Why is the consumer just expected to roll over and take it
They're expected to do it because that's exactly what they do, every time.
Exactly, when you buy a shit product you should learn not to do the same thing. People are still out here buying crap and complaining on the internet where the money having developers couldn't give less of a fuck.
Gabe was talking about the making of Half Life, back when you shipped your disc and that was that. And the game was, apparently, crapola.
Same kind of deal with the original Deus Ex. It was a spaghetti of poorly interacting systems until the devs were able to make it all click together.
Gabe was talking about the making of Half Life, back when you shipped your disc and that was that. And the game was, apparently, crapola.
There were patch and updates back in the day. The problem was that not everybody had a good internet connection or a connection at all, during the 90's.
Games like Daikatana and SiN were flops due to bugs that required patches to fix.
It's because that's how capitalism works.

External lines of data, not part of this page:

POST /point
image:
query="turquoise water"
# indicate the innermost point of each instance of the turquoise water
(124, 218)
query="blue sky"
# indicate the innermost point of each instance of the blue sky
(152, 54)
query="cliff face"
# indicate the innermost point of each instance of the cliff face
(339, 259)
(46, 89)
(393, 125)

If you keep buying stuff from the same source without due diligence, you can't be surprised when you get stuck with another sucky game.

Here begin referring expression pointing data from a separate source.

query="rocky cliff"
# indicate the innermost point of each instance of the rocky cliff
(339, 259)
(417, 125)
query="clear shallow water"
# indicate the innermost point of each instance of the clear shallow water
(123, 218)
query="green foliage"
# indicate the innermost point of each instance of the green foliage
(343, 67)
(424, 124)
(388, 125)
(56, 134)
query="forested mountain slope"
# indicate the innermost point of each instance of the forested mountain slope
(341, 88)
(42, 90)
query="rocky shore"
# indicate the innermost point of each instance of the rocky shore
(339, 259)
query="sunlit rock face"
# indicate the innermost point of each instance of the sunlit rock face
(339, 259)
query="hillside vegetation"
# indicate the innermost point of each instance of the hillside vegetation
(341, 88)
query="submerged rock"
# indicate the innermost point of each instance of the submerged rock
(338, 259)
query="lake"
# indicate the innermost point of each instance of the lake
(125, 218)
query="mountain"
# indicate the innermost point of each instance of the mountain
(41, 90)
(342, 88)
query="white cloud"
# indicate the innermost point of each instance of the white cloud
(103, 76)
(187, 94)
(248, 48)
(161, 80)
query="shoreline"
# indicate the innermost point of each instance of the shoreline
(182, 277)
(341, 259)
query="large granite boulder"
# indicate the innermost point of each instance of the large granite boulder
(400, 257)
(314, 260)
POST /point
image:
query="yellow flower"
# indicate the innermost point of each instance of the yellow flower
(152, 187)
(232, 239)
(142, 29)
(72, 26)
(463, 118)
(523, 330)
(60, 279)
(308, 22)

The only incentive to spend resources on fixing a game is to preserve reputation for future games.
Counterpoint: Star Citizen.
I'm not being snarky there. If there are no deadlines and unlimited feature creep, you get Star Citizen. Or rather, you never get Star Citizen except as a janky hyper-monetized pre-alpha.

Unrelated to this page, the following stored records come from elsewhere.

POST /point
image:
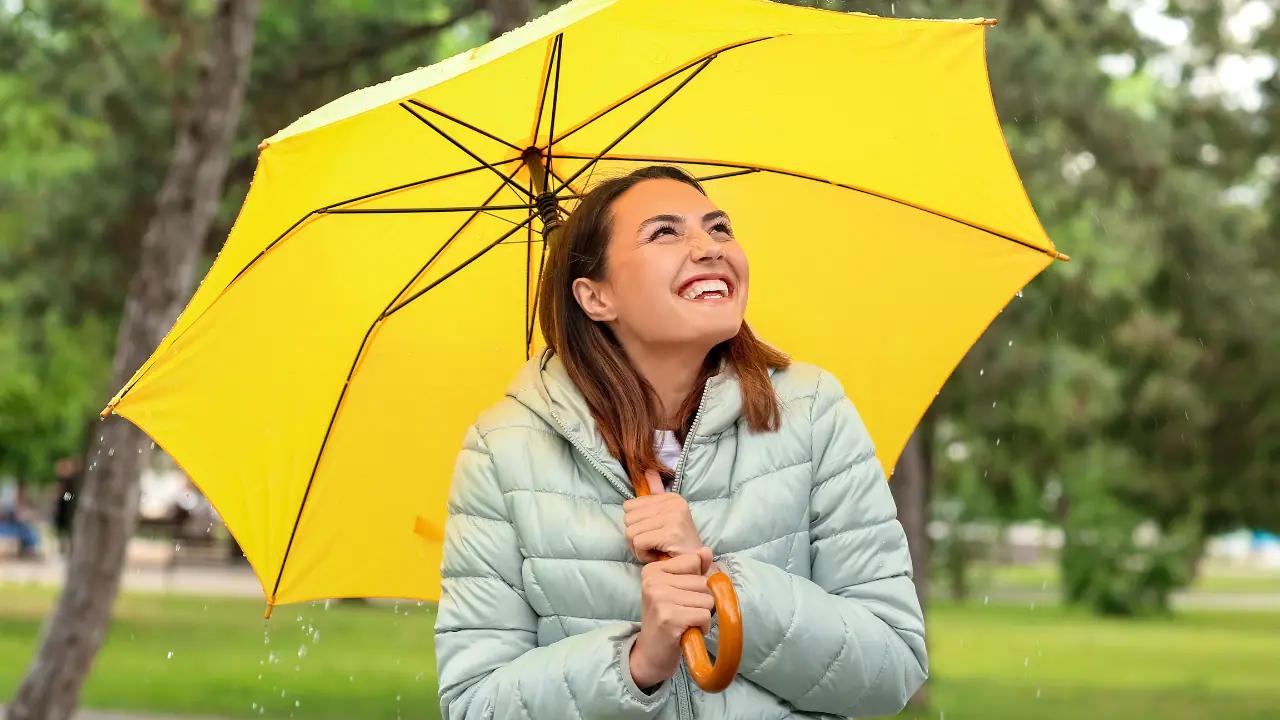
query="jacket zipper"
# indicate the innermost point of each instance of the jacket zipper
(684, 700)
(684, 451)
(626, 491)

Yes, landing is difficult.
There is delaying to release a higher quality product and delaying while having features creep... Not the same thing.
Nah star citizen was a scam first, game second. If it ever produces a game it will have been purely incidental to continuing to run the scam and milk those whales
Game developers seem to be very afraid to change core features or the story of the game in a major way (even if the actual work would not be too extensive) after release. But there are enough examples where games improved a lot after release.
Sure, the initial impression of the game might be ruined, but that is more a consequence for the producers that most often where responsible for the rushed release, than for the gamers or developers, of the game is fixed afterwards.
Joke on him, often game gets delayed under this exact pretext and it suck anyway.
I think it becomes a mixture of too early and delaying.
Some games clearly need another year to finish but they delay it for half a year and wont allow more for themselves
While this was true in a pre-Steam world, it hasn't been true for a while.
See Terraria (which didn't suck, but was lackluster compared to how the game is now), No Man's Sky, Cyberpunk 2077.
I don't have a problem when small studios do it for games like Terraria and No Man's Sky. It keeps them solvent without having to attach themselves to a big publisher.
I do have a problem when a giant, established company does it, as it the case for Cyberpunk 2077.
Cyberpunk and NMS did exceptionally decent first day numbers......and then they didn't do exceptionally decent numbers due to the well-deserved backlash. They would have sold even more copies over the last 5 years if they didn't scare half of the gaming industry away initially. You have to work really damn hard to save your game from death. Case in point: Bethesda isn't working to save Redfall and it shows.
Makes me think of old school Blizzard. Rest in peace.
I always thought that Miyamoto quote was real too!